If you have some silver jewelry, coins, or flatware in your home, you can often convert those items into extra money at a gold and silver buyers. However, it is important to know that all silver is not created equally, and that some silver isn't worth anything. Below, you can learn more about the types of silver and how to identify the silver you have.
Genuine Silver: Sterling Silver and Fine Silver
Typically, gold and silver buyers are interested in only genuine silver. There are two types of silver that are considered to be genuine: Sterling silver and fine silver.
- Sterling Silver is composed of 92.5 percent silver and 7.5 percent base metals like copper. Sterling silver is commonly seen in jewelry, flatware, and sometimes in coins. The copper alloy lends strength to the silver, making it ideal for items that are used or worn frequently.
- Fine Silver is 100 percent pure silver. It is much less commonly used than sterling silver due to its softer nature. Fine silver dents and scratches much more easily than sterling. It is sometimes used in jewelry, particularly in European nations. Fine silver is also commonly seen in collectible coins.
Fake Silver: Silver Plate and Silver Tone Metal
There are two general categories of silver that are considered fake. Gold and silver buyers are typically not interested in purchasing these metals since they have no resale value.
- Silver Plate does actually contain some genuine silver, but only as a layer atop base metals like copper. Silver plate is often seen in flatware and in jewelry. This is a cheap way to produce items that appear identical to genuine silver items, at least initially.
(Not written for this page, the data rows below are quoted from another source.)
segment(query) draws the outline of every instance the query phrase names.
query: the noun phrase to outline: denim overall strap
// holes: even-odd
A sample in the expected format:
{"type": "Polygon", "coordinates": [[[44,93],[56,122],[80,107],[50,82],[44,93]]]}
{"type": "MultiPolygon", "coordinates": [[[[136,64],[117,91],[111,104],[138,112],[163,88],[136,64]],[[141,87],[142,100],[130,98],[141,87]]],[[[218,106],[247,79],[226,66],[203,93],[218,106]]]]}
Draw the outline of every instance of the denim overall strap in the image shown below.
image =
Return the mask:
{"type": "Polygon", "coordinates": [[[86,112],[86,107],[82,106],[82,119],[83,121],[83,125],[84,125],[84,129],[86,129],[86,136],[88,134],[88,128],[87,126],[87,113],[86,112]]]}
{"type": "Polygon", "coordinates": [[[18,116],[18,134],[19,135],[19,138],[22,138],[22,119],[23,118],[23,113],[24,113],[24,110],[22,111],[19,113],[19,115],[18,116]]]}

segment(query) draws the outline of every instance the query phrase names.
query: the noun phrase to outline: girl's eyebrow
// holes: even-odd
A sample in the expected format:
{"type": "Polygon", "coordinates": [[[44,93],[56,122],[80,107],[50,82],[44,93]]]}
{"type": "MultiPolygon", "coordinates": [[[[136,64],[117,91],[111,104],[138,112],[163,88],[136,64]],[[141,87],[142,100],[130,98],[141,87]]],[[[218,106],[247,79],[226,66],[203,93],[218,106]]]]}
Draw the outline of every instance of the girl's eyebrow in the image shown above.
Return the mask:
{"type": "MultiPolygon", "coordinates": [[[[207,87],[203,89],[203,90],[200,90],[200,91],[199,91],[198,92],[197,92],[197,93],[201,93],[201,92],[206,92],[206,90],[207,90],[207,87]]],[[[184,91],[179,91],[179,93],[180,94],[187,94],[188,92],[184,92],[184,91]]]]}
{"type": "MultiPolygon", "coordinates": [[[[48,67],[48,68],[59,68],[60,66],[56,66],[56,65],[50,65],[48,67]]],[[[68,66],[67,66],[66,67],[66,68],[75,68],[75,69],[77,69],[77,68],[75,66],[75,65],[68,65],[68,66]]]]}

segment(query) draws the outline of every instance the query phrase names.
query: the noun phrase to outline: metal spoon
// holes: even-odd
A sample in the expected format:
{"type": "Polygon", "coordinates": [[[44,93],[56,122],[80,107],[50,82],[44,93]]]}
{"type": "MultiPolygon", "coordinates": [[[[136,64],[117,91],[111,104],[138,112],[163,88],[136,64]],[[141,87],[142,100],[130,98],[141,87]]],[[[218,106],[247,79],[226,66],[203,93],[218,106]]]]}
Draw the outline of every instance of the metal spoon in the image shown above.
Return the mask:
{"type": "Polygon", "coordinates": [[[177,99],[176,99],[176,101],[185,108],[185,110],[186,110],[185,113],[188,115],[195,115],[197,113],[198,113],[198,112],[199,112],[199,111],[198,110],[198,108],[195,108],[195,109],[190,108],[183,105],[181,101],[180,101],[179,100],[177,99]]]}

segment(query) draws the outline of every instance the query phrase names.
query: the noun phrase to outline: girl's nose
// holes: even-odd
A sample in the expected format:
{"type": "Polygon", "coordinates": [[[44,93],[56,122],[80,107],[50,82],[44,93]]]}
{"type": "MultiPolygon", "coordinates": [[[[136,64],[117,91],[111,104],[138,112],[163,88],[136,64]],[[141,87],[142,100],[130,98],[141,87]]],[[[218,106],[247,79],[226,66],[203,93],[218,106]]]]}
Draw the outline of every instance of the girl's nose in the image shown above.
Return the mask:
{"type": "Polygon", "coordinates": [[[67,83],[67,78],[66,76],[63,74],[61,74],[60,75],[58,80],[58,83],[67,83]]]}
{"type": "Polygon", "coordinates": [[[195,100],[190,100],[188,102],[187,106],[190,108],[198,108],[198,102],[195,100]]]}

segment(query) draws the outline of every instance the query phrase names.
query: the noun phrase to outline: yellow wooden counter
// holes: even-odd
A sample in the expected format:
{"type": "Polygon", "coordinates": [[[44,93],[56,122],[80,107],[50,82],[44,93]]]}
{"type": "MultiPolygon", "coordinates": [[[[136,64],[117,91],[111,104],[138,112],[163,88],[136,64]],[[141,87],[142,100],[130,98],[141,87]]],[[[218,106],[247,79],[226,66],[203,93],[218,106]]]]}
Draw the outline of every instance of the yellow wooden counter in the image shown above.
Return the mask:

The layer of silver plate will wear away over time, leaving only the base metals behind.
- Silver Tone is not actually silver, but it can often be confused for it. Silver tone is actually made from base metals that are mixed to create the right hue. While it might fool the eye initially, silver tone has very little longevity and has no real monetary value.
Silver Markings To Look For
Genuine silver is virtually always marked in some way. Typical markings include:
- "92.5" markings signify that the metal is sterling silver. This number corresponds to the purity of the silver, as mentioned above. This is by far the most common mark in genuine silver.
- "Sterling" markings also signify sterling silver. This mark is not typically used in sterling from the U.S. today, but may be seen in older pieces.
- Fine silver, antique silver, or silver from foreign countries may have any number of different hallmarks, numbers that relate to metal purity. Sometimes silver marks appear as initials. These are known as maker's marks and are more common in English and French silver. In some cases, the silver is marked only with a symbol that is identified with the maker.
If any of the markings described above appear on your silver, it is best to have the pieces evaluated by a gold and silver buyer to confirm that they are genuine. Your silver can give you a very nice payday if you take it to a silver buyer, so have it evaluated as soon as possible!